Pour la codirectrice de Mandoline Hybride, qui est aussi à la tête du festival Furies à Marsoui, cela démontre une réelle volonté locale de collaborer. « On est tous différents dans notre structure, notre façon de fonctionner, notre financement. Il y a des municipalités, des diffuseurs généraux, d’autres spécialisés en danse, etc. Ce n’est pas si fréquent que des partenaires qui œuvrent dans des secteurs différents arrivent à se mettre ensemble pour faire quelque chose. C’était une idée assez simple, mais qui va se déployer dans des collaborations pour le futur », pense-t-elle.
Avec l’aide de La danse sur les routes et de CAPAS – Label de danse, un site Internet a alors été mis en place. « Ça permet vraiment de rassembler toutes les activités, décrit Priscilla. Les gens accèdent au portail et filtrent ensuite selon la municipalité ou le type d’activités ». Réalité virtuelle, streetdance, danse contemporaine, swing, il y a en a pour tous les goûts. « Aller dans plusieurs sphères de la danse permet aux gens de voir ce qu’ils préfèrent, de piquer leur curiosité aussi. Un spectacle ou un atelier peut être aussi la porte d’entrée pour une personne qui ne côtoie pas habituellement la danse.
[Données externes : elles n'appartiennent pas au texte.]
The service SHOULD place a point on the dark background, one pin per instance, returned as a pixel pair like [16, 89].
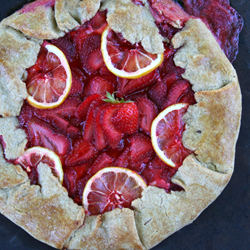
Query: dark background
[224, 225]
C’est aussi pour provoquer ça que beaucoup d’activités sont gratuites ou vraiment pas chères », ajoute Priscilla.
Peau ©Moïse Marcoux-Chabot
Un public investi
Priscilla Guy, qui a déménagé en Gaspésie en 2018, une réelle « émulation collective » est en train de se produire pour la danse. « Il y a vraiment une constellation qui est en train de s’installer dans la région : Le Centre de création diffusion de Gaspé a dit vouloir s’engager pour la danse, une école de danse a aussi ouvert là-bas il y a quelques années, les festival Furies fonctionne maintenant depuis quelque temps, etc. Peu importe la région, les gens aiment la danse, mais ça prend les conditions favorables pour qu’elle existe », pense-t-elle.
De plus, selon son expérience et de récentes données, le public de la danse est plus investi que dans certains autres arts. « On dit souvent que la danse est l’art mal aimé, trop niché, qui ne trouve pas son public, mais c’est juste une façon différente que les gens ont de la fréquenter, de la consommer, explique-t-elle. Une personne qui va voir un spectacle d’humour ou un concert va s’acheter un gros événement par an. Les gens qui aiment la danse l’aiment vraiment et vont voir 5 spectacles dans la même année. Donc oui l’achalandage est moins grand, mais les gens apprécient la danse, conclut-elle. Donc plus on ajoute des propositions, plus ils sont contents. On ne se fait pas concurrence, bien au contraire ! ».